• James Armstrong

Coast Guard Nautical Rescue Station possible for Hudson


There could be a new lease on life for Hudson’s wharf with proposed nautical rescue station.

Hudson Town Council passed a preliminary position resolution at the monthly meeting Monday, June 5, that allows for discussions to take place between the municipality and the federal government concerning the installation of a Nautical Rescue Station in Hudson.


Councillor Barbara Robinson made some of the details public in the reading of the resolution. The requirements include an 800 square-foot building with a five to 10-year lease agreement, connections to sanitation facilities, potable water, and electricity. Parking for a watercraft trailer and three parking spaces for students, and safe docking facilities for a 7.33 metre watercraft are also required. There were also stipulations regarding high water marks and protection for the riverbank.

Projected timeline

The project, if accepted by both parties, is to be implemented by mid-May 2018 with an agreement in place by July, 2017. The goal of the project is to oversee boating safety on the Ottawa River and Lake of Two Mountains.


According to the document read by Robinson, the Hudson community will benefit from increased security for citizens, increased employment, and a partnership between Hudson Emergency Services and the Government of Canada.

Possible locations

Although the resolution did not indicate where the project would be built, the topic of the location for the project was discussed during the question period at the end of the meeting.
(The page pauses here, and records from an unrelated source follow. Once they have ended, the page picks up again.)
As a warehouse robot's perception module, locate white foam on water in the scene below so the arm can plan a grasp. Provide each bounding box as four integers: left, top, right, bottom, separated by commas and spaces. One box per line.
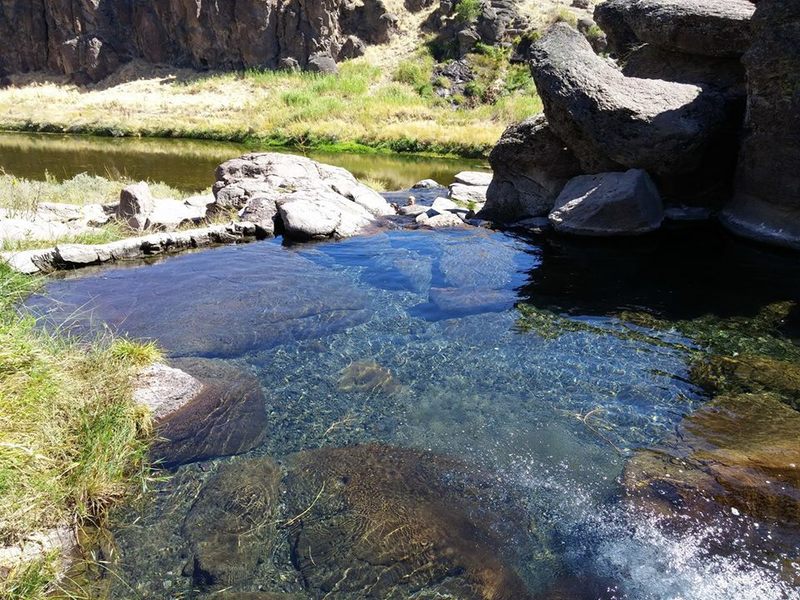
513, 463, 800, 600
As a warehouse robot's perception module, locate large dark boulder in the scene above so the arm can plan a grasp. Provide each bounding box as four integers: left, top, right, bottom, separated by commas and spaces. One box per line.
622, 44, 746, 101
531, 23, 726, 175
723, 0, 800, 249
478, 115, 580, 223
595, 0, 755, 56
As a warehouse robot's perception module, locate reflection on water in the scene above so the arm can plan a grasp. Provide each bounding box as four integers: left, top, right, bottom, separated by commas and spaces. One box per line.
29, 230, 796, 600
0, 133, 486, 191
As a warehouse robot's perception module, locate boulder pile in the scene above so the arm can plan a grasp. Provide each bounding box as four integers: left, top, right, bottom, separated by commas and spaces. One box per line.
478, 0, 800, 248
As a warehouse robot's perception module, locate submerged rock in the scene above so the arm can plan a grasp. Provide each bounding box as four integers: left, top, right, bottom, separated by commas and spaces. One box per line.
287, 445, 532, 600
549, 169, 664, 236
214, 153, 394, 240
151, 359, 267, 468
338, 361, 402, 394
478, 115, 580, 223
624, 394, 800, 558
722, 0, 800, 249
183, 458, 281, 598
531, 23, 726, 175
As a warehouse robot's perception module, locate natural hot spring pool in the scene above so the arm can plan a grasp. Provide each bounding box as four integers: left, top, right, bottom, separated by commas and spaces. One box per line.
21, 230, 800, 600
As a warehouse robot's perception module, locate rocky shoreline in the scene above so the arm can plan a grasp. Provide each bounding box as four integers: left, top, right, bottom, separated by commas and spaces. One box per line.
480, 0, 800, 249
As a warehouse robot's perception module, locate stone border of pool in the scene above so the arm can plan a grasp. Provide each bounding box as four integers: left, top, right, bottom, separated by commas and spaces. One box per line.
0, 222, 256, 275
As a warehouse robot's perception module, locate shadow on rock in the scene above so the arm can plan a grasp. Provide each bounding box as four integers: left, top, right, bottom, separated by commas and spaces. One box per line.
287, 445, 534, 600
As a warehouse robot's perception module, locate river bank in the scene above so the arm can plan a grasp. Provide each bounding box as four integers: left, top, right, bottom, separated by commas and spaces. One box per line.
0, 265, 160, 600
0, 56, 541, 157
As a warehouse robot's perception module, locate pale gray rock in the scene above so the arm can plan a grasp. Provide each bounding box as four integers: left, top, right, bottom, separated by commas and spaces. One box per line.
214, 153, 394, 240
398, 204, 431, 217
549, 169, 664, 236
133, 363, 203, 421
412, 179, 444, 190
0, 524, 78, 581
117, 182, 154, 231
531, 23, 726, 176
278, 192, 374, 239
453, 171, 492, 187
450, 183, 489, 210
431, 198, 459, 214
422, 212, 465, 229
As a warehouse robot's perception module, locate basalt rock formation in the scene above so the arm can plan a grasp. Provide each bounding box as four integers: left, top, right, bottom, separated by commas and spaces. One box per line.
722, 0, 800, 249
0, 0, 397, 82
484, 0, 800, 248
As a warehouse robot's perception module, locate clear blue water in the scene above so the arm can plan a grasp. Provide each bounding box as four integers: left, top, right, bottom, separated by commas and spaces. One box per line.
29, 230, 798, 600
“Maybe we need to think about resurrecting the old wharf,” said resident Marcus Owen. The ensuing discussion raised the issue of ownership of the wharf located at the end of Wharf Road on the Ottawa River east of the Hudson Yacht Club. Mayor Ed Prévost resolved that issue in an interview on Tuesday, June 27.
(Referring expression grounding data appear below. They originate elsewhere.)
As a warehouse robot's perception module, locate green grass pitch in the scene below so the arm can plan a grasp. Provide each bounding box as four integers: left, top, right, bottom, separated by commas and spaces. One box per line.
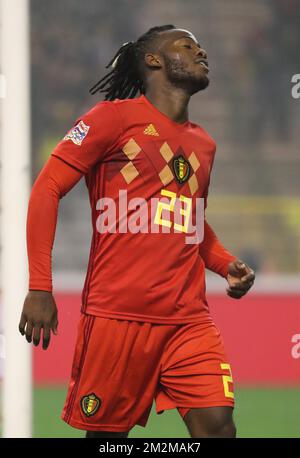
34, 387, 300, 438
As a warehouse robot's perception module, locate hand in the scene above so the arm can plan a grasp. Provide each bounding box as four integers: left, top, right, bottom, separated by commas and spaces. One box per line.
226, 260, 255, 299
19, 291, 58, 350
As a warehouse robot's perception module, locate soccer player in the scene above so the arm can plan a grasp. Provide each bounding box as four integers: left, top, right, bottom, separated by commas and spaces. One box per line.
19, 25, 254, 437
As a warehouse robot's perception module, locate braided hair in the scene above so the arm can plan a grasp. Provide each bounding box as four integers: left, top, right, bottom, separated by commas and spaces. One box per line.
90, 24, 176, 100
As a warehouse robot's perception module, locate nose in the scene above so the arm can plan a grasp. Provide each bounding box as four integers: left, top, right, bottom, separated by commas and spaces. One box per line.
197, 48, 207, 59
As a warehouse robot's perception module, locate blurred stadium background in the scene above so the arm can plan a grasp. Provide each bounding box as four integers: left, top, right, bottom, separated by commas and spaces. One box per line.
0, 0, 300, 437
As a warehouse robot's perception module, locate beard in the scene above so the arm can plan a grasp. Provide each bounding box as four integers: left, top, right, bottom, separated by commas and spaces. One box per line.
164, 55, 209, 95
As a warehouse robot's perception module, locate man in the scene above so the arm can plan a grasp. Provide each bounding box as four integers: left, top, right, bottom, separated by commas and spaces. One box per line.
19, 25, 254, 437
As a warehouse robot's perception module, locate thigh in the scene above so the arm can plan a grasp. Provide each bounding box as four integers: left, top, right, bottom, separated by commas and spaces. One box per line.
156, 322, 234, 417
62, 315, 177, 433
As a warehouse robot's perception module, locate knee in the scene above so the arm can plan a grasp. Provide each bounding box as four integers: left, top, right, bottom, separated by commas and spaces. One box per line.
217, 419, 236, 438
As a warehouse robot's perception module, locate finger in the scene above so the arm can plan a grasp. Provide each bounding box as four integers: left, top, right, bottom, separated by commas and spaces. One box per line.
33, 325, 41, 347
227, 290, 245, 299
19, 313, 27, 336
25, 321, 33, 343
43, 326, 50, 350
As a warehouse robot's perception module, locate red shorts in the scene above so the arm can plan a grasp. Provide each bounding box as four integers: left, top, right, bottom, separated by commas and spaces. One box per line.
62, 314, 234, 431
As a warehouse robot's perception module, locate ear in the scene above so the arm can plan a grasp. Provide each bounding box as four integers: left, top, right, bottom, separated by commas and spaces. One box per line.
144, 53, 162, 68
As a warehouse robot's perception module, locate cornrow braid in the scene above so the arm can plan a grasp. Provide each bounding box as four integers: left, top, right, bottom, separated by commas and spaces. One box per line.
90, 24, 176, 100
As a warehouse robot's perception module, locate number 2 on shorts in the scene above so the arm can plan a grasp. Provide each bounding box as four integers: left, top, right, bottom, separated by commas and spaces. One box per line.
221, 363, 234, 398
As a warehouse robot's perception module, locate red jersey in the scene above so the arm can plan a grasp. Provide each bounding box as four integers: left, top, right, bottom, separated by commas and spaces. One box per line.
32, 95, 235, 324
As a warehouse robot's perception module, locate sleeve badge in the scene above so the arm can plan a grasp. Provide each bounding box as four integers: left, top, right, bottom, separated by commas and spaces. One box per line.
63, 121, 90, 146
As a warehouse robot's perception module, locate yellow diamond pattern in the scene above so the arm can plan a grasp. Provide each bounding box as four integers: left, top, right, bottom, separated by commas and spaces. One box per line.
144, 124, 159, 137
159, 142, 174, 162
123, 138, 141, 161
120, 161, 139, 184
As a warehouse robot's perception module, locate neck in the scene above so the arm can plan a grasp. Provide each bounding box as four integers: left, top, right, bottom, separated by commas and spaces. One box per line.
145, 85, 190, 124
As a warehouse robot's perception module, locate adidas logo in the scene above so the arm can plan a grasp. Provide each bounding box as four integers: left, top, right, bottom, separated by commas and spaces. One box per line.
144, 124, 159, 137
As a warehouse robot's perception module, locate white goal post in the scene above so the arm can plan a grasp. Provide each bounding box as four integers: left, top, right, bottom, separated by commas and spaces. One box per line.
0, 0, 32, 437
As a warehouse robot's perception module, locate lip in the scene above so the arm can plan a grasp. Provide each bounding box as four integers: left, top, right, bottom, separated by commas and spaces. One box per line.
195, 59, 209, 72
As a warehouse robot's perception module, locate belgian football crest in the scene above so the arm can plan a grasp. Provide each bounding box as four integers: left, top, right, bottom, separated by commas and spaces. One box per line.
81, 393, 101, 417
173, 155, 191, 184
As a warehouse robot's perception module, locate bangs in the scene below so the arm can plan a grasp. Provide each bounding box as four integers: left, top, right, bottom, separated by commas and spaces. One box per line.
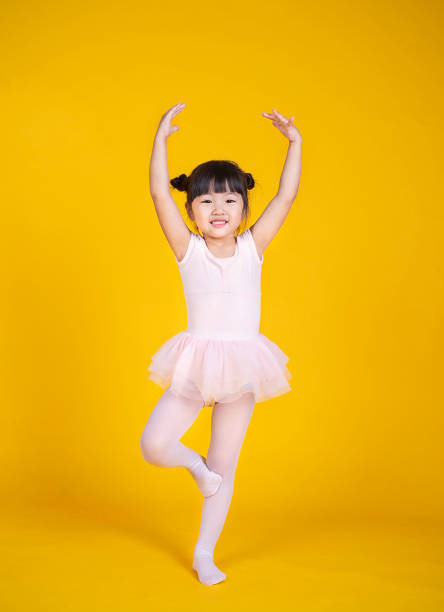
190, 161, 245, 201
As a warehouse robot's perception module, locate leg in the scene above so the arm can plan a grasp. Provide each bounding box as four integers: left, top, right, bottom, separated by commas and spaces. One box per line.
193, 392, 254, 584
140, 388, 222, 497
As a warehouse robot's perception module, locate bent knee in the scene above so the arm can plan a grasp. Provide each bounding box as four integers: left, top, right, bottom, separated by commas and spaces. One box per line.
207, 454, 238, 480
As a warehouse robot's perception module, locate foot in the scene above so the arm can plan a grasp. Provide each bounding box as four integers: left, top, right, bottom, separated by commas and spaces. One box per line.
193, 551, 226, 584
188, 455, 222, 497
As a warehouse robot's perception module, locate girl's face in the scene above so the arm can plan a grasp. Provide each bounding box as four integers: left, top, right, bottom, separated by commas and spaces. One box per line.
191, 191, 244, 237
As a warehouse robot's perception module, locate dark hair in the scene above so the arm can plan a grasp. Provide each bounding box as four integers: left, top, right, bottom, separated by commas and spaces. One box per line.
170, 160, 255, 232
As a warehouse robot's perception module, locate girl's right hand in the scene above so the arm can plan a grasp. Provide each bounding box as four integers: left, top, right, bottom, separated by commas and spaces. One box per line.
156, 102, 185, 138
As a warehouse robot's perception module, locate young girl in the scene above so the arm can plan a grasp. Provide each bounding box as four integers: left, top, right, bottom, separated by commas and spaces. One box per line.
141, 103, 302, 584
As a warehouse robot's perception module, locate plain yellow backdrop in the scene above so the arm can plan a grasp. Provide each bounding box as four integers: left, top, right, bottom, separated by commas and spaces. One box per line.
0, 0, 444, 608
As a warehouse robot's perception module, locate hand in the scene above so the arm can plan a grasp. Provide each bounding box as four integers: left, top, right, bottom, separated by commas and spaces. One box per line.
156, 102, 185, 138
262, 108, 302, 142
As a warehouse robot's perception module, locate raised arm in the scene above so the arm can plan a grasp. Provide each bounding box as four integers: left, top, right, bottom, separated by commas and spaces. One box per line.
149, 103, 191, 260
250, 109, 302, 257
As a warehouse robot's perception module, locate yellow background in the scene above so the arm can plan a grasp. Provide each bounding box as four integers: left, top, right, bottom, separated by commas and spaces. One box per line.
0, 0, 444, 611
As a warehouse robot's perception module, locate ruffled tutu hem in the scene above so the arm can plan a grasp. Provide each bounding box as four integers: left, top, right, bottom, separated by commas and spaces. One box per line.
148, 331, 292, 406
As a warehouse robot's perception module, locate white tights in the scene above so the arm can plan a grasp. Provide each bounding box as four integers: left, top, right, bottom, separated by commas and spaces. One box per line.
140, 388, 254, 584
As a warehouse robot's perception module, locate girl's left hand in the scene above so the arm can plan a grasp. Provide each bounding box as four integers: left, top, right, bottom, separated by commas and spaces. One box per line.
262, 108, 302, 142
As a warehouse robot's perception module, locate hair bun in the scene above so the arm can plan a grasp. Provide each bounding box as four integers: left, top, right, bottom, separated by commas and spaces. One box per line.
245, 172, 255, 189
170, 174, 188, 191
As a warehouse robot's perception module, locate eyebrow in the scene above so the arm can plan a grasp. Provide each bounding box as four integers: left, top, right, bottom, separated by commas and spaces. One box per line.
202, 191, 238, 196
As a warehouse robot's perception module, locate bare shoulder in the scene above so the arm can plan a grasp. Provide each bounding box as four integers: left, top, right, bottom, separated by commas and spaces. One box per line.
249, 223, 265, 259
151, 193, 191, 261
164, 222, 191, 262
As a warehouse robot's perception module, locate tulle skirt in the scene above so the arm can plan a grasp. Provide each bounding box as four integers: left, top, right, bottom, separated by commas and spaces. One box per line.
148, 331, 292, 406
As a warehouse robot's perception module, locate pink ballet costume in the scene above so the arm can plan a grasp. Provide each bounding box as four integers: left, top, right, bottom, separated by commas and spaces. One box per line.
148, 229, 292, 406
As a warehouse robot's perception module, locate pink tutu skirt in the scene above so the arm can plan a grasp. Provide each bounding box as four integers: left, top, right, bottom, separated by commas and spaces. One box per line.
148, 331, 292, 406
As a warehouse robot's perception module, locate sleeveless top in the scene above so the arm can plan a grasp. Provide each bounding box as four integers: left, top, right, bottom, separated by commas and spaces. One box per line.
175, 229, 264, 340
148, 229, 292, 406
“It belongs to the town,” said Prévost. His assertion was further corroborated in a conversation with former Mayor Michael Elliott on Wednesday, June 28.

“The federal government sold the wharf to the town several years ago for a dollar,” said Elliott. He recounted how a similar situation happened in various municipalities with wharves belonging to the federal government along the river. The end result was that the towns became responsible for the maintenance and upkeep of the facilities. Jack Layton Park is also a possible location for the project.

“We are very pleased to be negotiating with them to implement this project,” said Hudson’s Director General Jean-Pierre Roy on Wednesday, June 28. “We want it very much for the Town of Hudson and the region,” he added. Roy wasn’t able to give any further details about the project. He noted that other towns are also being considered for the project.

The project is under the jurisdiction of the Fisheries and Oceans Canada and the Canadian Coast Guard Inshore Rescue Boat Service Program (IRB Service). According to their web site, the IRB Service was created in the mid 1970s as part of the government’s Career Oriented Summer Employment Program. The goal of the program that later became the Federal Student Work Experience Program was to provide post-secondary students with training, mentoring, and real life experience in the area of water safety search and rescue operations. Currently, the Canadian Coast Guard hires and trains student candidates to become members of IRB crew. Two crews of three people usually run each installation.

“We are very willing to have this station,” said Roy. “Better access to the water is safer access.”